WASHINGTON (CN) – The D.C. Circuit on Friday vacated an order by the Federal Communications Commission limiting federal subsidies for wireless providers bringing service to tribal lands, finding it unfairly impacted access and affordability for Native Americans.  

Under the Lifeline Assistance Program, which began in 1985 to make voice and broadband services more widely available, phone and internet providers were eligible for a federal monthly subsidy of up to $34.25 per household for serving low-income people who live on tribal lands.

Even if the provider did not own its own facilities and resold service to customers, the FCC traditionally allowed these companies to participate in the program on a case-by-case basis.

But the FCC made a rule change in 2017 that cut these resale providers off from the subsidy, and it made it so that providers are only eligible for the subsidy of $34.25 per household if the tribal lands they service are in rural areas.

On Friday, a three-judge panel of the D.C. Circuit found the two limitations unfair to customers on tribal lands and wireless providers who are excluded from subsidies under the new rules. The court had appeared sympathetic to the providers at oral arguments in October.

U.S. Circuit Judge Judith Rogers wrote that the FCC did now show that banning resellers from the tribal Lifeline program would promote network build-out, rejecting its argument that such a restriction would enhance long-term investment in tribal infrastructure. 
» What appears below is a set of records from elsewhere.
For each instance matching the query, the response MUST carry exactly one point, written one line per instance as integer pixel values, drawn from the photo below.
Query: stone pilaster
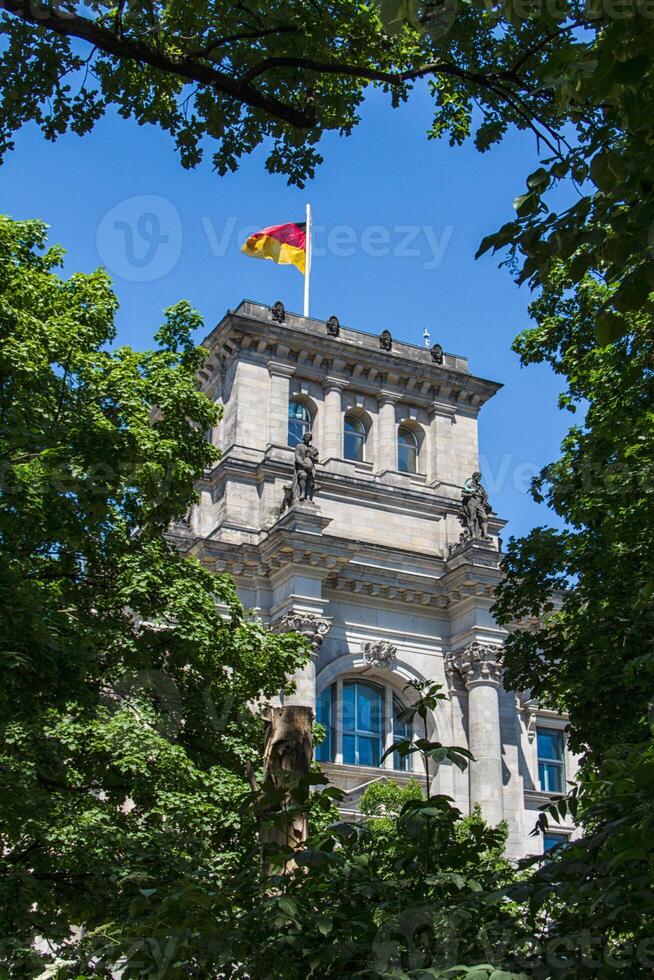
(478, 666)
(280, 374)
(332, 431)
(387, 432)
(441, 449)
(315, 628)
“The commission ignored that its decision is a fundamental change that adversely affects the access and affordability of service for residents of tribal lands,” the 27-page opinion states.

Rogers also said the FCC’s order “does not indicate consideration of facilities-based providers’ unwillingness to offer tribal Lifeline services,” noting that large providers with their own facilities such as AT&T, T-Mobile, Sprint and Verizon do not offer those services.

In addition, the court found that the FCC did not give adequate notice of the rule change and neglected to include important details in its proposal.

U.S. Circuit Judges Thomas Griffith and Raymond Randolph joined Rogers on the unanimous panel.

Former FCC Commissioner Michael Copps applauded the ruling, criticizing the current board led by Chairman Ajit Pai.

“It’s really good news that court today vacated FCC’s restrictive Tribal Lifeline Order which would have wreaked havoc on communications in tribal lands,” Copps said. “Pai’s majority just can’t seem to get things right.”